Las noches le cocinan
las tripas con pesadillas atroces.
Noche tras noche.
En su cuerpo quedan
las huellas, pero a la mañana su mente no recuerda nada.
Ni siquiera necesito llevar la mirada al rabillo del ojo
para saber que tengo detrás de mí la yegua gigante, negra infinito, negra como
un agujero negro.
La tengo casi pegada, a un centímetro de mí.
Huelo su aliento brutal, su silencio es una masa de silencio
tan maciza como una roca.
Lo más perceptible es su intención, demoníaca, pesada. Quiere
hacerme trizas, quiere deshacerme en un amasijo de carne viva.

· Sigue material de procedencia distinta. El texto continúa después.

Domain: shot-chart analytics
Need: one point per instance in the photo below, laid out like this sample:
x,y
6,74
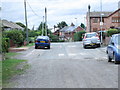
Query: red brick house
x,y
110,19
67,33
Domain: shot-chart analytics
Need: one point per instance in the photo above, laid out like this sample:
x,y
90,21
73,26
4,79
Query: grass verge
x,y
11,67
29,45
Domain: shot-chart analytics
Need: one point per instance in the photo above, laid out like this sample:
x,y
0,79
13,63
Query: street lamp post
x,y
43,27
76,21
101,23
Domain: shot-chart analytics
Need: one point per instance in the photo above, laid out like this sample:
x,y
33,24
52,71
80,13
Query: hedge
x,y
110,32
17,36
5,44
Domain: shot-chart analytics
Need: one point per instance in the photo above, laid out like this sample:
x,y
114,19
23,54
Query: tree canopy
x,y
20,24
62,24
82,25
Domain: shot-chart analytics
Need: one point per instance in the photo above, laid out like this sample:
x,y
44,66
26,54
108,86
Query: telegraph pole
x,y
89,21
101,23
43,27
26,22
46,21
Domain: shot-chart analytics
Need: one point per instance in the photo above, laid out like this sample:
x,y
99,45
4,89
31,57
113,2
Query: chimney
x,y
119,5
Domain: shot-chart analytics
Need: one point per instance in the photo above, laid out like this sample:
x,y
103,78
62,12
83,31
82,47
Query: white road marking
x,y
71,46
30,53
72,54
61,54
82,53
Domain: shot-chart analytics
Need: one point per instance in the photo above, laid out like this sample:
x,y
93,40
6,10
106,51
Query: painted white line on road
x,y
71,46
30,53
72,54
61,54
82,53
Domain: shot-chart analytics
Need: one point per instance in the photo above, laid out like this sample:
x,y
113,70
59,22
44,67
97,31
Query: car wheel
x,y
48,47
84,46
114,58
98,45
35,47
109,59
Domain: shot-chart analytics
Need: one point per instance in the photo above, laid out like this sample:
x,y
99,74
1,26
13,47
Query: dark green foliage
x,y
110,32
78,36
5,44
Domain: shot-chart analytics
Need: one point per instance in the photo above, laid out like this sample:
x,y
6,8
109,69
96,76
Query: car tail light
x,y
36,41
49,41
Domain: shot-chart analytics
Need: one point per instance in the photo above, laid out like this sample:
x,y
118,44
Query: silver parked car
x,y
91,40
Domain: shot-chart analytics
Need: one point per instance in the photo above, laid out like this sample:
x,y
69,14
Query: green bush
x,y
54,38
78,36
5,44
15,35
110,32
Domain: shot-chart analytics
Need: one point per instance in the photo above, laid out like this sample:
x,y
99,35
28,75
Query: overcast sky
x,y
57,10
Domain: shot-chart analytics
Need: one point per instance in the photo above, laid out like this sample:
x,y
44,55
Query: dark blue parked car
x,y
113,49
42,42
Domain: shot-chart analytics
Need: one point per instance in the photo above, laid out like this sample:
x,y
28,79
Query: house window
x,y
95,20
95,29
115,19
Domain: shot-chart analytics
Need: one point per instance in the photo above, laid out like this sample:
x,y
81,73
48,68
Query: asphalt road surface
x,y
67,65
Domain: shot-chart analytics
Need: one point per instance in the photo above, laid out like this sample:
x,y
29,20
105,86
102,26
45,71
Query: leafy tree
x,y
110,32
62,24
82,25
20,24
40,26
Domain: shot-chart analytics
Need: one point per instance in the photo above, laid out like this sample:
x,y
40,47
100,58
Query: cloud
x,y
57,10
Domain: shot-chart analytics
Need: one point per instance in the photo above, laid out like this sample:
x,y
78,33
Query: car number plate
x,y
42,41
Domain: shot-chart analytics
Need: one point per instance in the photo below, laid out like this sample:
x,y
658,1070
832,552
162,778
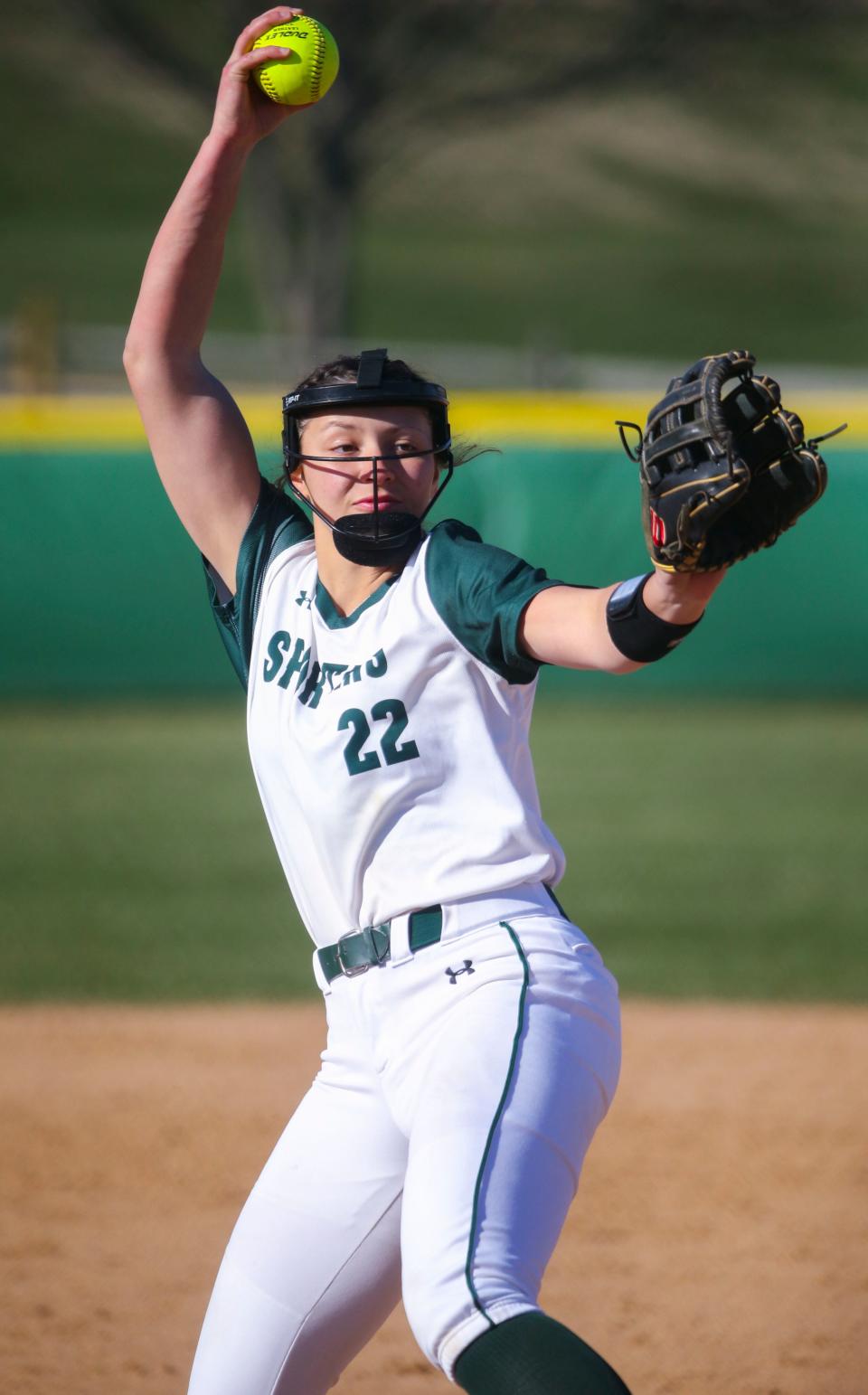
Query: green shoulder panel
x,y
277,523
480,592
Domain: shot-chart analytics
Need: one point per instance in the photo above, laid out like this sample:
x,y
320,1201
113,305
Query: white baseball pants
x,y
434,1156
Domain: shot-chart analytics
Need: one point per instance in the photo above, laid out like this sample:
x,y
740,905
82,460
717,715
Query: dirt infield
x,y
718,1242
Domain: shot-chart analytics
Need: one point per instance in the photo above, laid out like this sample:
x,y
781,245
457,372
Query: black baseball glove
x,y
724,469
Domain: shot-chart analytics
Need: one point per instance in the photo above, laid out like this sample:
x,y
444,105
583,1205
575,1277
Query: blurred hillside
x,y
681,179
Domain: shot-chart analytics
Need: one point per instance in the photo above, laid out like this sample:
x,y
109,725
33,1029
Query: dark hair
x,y
344,369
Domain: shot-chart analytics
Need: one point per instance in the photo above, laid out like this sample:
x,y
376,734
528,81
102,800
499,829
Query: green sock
x,y
533,1355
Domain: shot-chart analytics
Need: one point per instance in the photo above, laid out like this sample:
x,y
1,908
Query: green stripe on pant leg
x,y
495,1120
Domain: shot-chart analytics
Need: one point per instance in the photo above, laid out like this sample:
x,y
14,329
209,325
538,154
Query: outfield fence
x,y
103,592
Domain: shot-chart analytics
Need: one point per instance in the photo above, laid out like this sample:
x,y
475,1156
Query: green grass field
x,y
713,852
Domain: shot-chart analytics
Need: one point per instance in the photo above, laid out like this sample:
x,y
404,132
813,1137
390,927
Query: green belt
x,y
359,950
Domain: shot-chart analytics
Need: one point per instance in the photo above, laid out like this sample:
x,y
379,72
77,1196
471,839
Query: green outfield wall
x,y
102,592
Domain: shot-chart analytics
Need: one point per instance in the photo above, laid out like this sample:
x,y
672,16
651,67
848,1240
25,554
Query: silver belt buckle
x,y
351,970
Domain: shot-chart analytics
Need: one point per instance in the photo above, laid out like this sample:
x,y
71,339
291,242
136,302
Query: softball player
x,y
473,1040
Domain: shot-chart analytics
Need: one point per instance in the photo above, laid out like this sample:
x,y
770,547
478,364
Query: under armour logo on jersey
x,y
454,973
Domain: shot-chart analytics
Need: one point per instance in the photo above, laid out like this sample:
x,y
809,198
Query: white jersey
x,y
390,747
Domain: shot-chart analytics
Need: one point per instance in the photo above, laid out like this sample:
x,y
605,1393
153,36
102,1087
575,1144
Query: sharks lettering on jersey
x,y
288,659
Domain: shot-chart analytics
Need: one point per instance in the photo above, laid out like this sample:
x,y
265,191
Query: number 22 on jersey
x,y
357,760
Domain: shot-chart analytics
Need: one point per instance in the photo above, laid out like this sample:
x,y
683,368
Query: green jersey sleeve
x,y
480,592
277,523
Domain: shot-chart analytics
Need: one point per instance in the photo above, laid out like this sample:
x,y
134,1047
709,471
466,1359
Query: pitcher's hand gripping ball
x,y
724,469
307,73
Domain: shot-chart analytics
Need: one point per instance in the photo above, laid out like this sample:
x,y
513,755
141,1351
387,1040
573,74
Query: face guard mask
x,y
382,536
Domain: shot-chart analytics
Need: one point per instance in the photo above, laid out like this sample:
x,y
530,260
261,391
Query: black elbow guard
x,y
638,632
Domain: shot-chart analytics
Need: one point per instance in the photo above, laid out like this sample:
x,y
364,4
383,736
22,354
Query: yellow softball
x,y
307,73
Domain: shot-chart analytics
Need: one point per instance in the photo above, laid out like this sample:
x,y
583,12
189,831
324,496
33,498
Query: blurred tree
x,y
428,66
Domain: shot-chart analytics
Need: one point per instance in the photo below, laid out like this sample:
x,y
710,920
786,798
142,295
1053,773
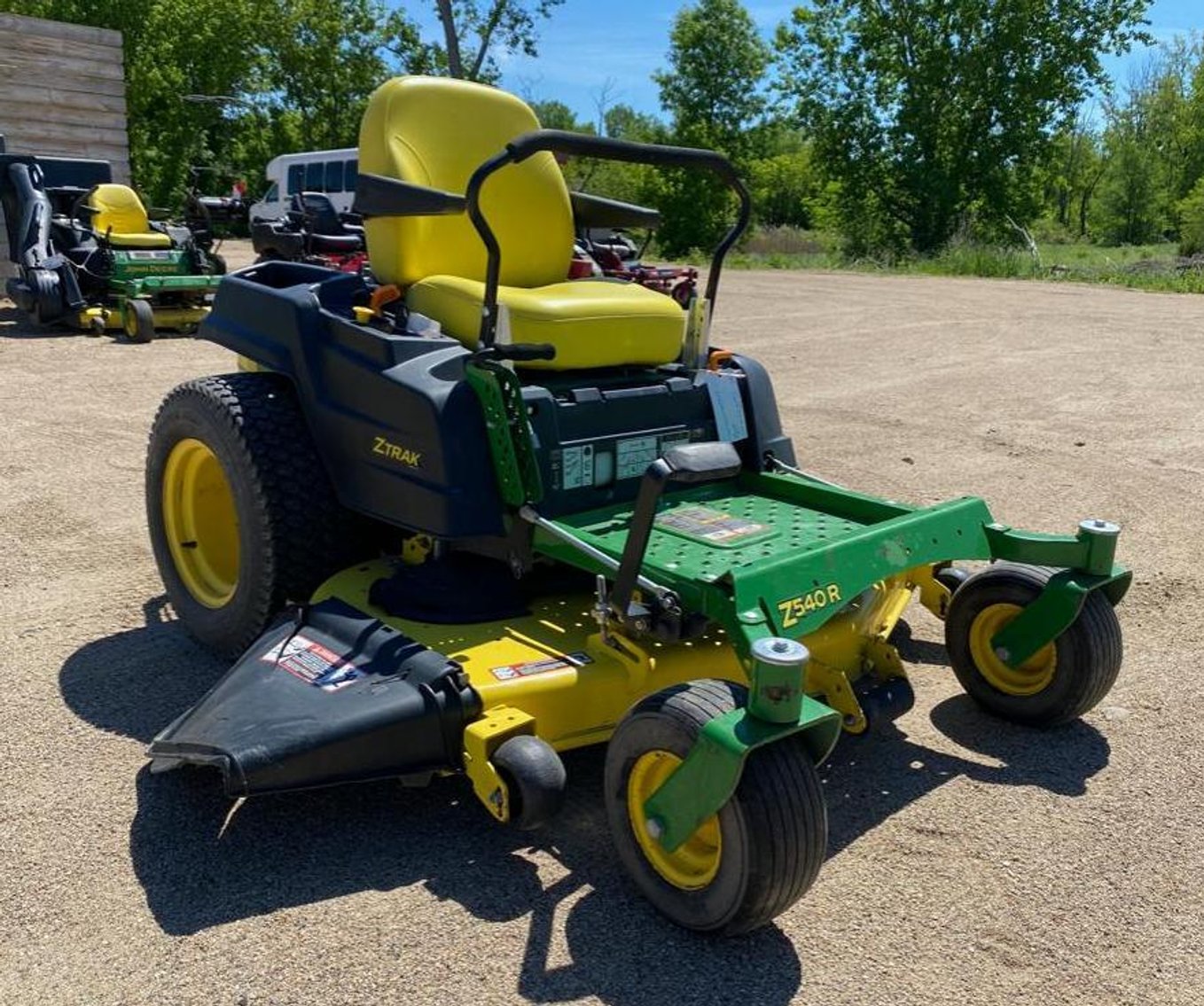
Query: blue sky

En un rapto de inspiración giro sobre mí y le clavo las uñas
en el cuero caliente y me trepo reptando hasta su lomo, porque al fin de
cuentas no ha sido otro el motivo de que este monstruo exista que mi deseo de
montarlo para que me lleve no sé adónde, pero donde todos sea maravilloso y
desconocido.
Pero cuando estoy allí arriba y la yegua comienza a galopar,
el miedo mortal toma posesión de mí y regreso instantáneamente a esta realidad
que es como una cárcel que me mantiene enajenado.